Holmes is often portrayed as a mechanical logician, but his approach depends more on outside-the-box thinking that, according to modern research, really does help solve problems.
When most people think of Sherlock Holmes, they see a paragon of calculating logic: a chilly, computer-like machine with endless powers of reason. As the UK's Telegraph put it, "If Holmes is not cold, inhumanly calculating ... he's just not Holmes"—echoing the words of such prior Holmesians as David Grann, who wrote in The Devil and Sherlock Holmes that "Holmes is a cold, calculating machine, a man who is, as one critic put it, 'a tracker, a hunter-down, a combination of bloodhound, pointer, and bull-dog." Even Holmes's creator, Arthur Conan Doyle, tried to dismiss him as "inhuman as a Babbage's calculating machine" when he tired of his creation, just a year before he tried to kill him off entirely in "The Final Problem." But in reality, that perception is far from the truth. In working on my new book Mastermind: How to Think Like Sherlock Holmes, it occurred to me that what allows the detective to attain the heights of deduction that he does is the very thing a computer lacks entirely: the power of imagination.
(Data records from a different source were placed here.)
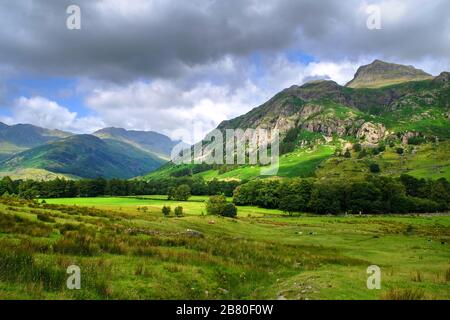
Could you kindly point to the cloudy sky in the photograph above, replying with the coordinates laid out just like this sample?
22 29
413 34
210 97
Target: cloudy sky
166 65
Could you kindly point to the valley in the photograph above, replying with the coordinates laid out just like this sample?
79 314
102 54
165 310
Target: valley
126 253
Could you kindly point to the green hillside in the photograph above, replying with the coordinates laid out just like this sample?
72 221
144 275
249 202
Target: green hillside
20 137
148 141
328 130
85 156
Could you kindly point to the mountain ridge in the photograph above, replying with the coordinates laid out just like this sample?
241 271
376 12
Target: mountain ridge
380 73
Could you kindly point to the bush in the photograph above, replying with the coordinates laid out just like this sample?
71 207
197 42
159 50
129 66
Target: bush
179 211
218 205
181 193
357 147
230 210
166 211
45 218
374 168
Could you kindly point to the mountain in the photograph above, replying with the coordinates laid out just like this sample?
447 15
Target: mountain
148 141
85 156
380 73
20 137
321 120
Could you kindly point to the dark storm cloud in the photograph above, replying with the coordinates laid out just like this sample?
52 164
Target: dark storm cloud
125 40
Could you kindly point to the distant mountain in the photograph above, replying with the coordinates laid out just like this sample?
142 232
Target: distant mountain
20 137
320 120
149 141
85 156
380 73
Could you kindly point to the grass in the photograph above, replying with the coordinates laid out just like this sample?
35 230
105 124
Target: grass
124 253
424 161
195 205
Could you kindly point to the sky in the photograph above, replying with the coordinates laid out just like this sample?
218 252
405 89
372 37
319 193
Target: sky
173 66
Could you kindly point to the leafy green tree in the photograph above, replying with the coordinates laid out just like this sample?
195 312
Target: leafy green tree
166 211
230 210
215 205
326 198
179 211
374 168
357 147
364 198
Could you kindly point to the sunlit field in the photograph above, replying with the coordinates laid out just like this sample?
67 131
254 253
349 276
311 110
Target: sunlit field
126 253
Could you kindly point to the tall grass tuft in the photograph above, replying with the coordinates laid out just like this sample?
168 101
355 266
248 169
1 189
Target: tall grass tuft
403 294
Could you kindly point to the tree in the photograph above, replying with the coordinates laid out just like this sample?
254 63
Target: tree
180 193
374 168
215 205
230 210
326 198
364 197
179 211
357 147
295 195
166 211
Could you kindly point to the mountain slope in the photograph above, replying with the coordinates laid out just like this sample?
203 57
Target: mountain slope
319 121
85 156
149 141
380 73
20 137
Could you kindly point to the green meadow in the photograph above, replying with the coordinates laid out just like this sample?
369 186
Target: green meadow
125 252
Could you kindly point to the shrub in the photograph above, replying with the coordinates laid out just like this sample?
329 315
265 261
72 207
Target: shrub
45 218
403 294
347 154
216 205
181 193
166 211
230 210
357 147
179 211
374 168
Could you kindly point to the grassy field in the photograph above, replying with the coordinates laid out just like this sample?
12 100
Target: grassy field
125 253
195 205
428 161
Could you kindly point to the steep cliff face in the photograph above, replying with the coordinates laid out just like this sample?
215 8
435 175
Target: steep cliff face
369 115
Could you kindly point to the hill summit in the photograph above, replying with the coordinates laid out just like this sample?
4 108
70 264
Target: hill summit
380 74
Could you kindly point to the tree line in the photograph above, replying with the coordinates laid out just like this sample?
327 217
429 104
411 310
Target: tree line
374 194
62 188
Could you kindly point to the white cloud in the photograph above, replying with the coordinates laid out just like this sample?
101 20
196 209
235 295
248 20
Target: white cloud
198 106
45 113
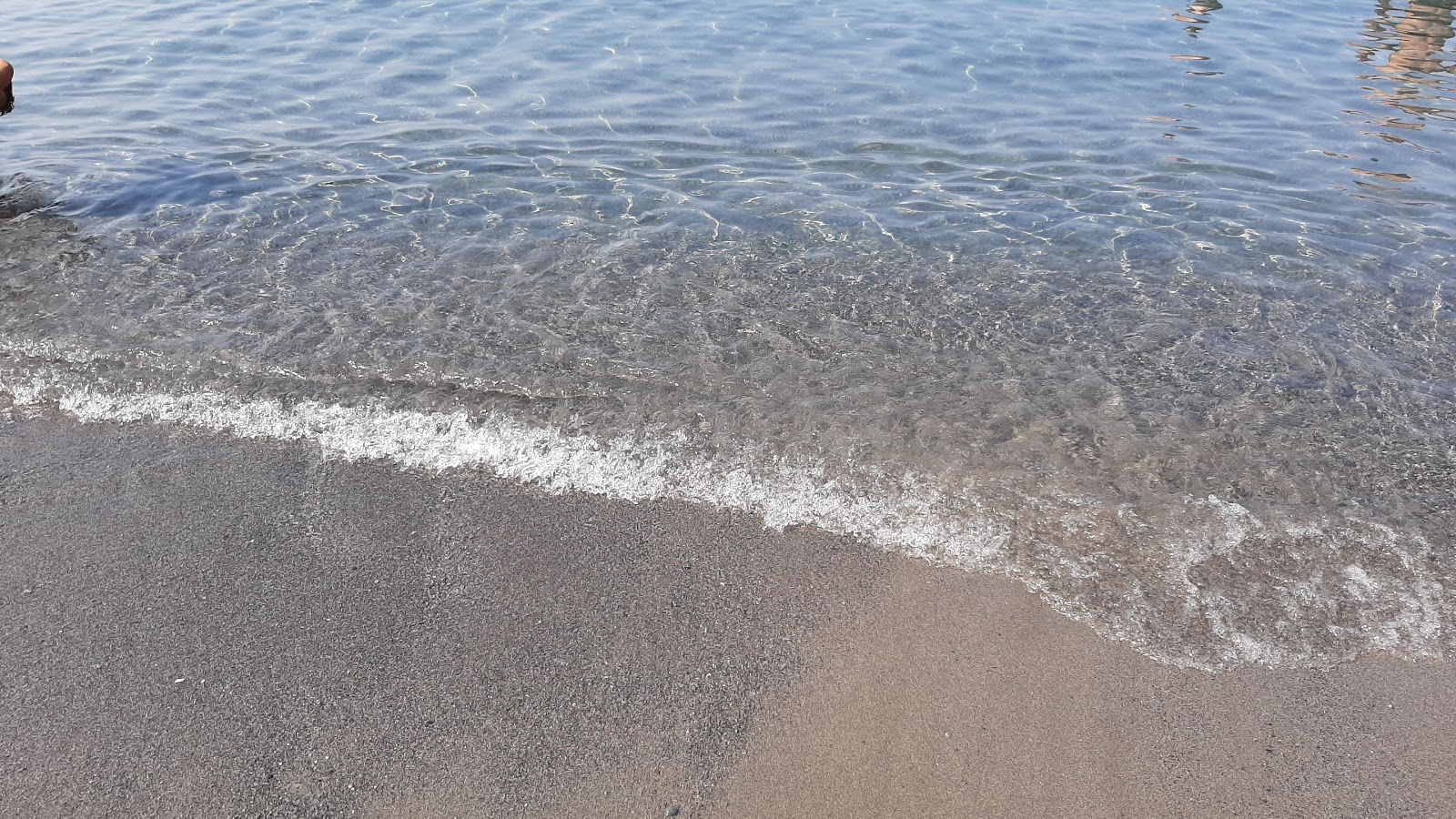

Consider: When Sherlock Holmes is asked to investigate a mysterious death on the shores of a small village in Sussex, he realizes that the cold-blooded, vicious murderer—the victim has terrible weals all along his back, "as though he had been terribly flogged"—is not exactly of the human variety. While the police focus their efforts on Ian Murdoch, a competitor for the affections of the dead man's fiancée, Holmes follows instead a lead of a different sort: the dead man's last words, "lion's mane." Those words, in turn, lead him to the real killer, none other than a deadly jellyfish.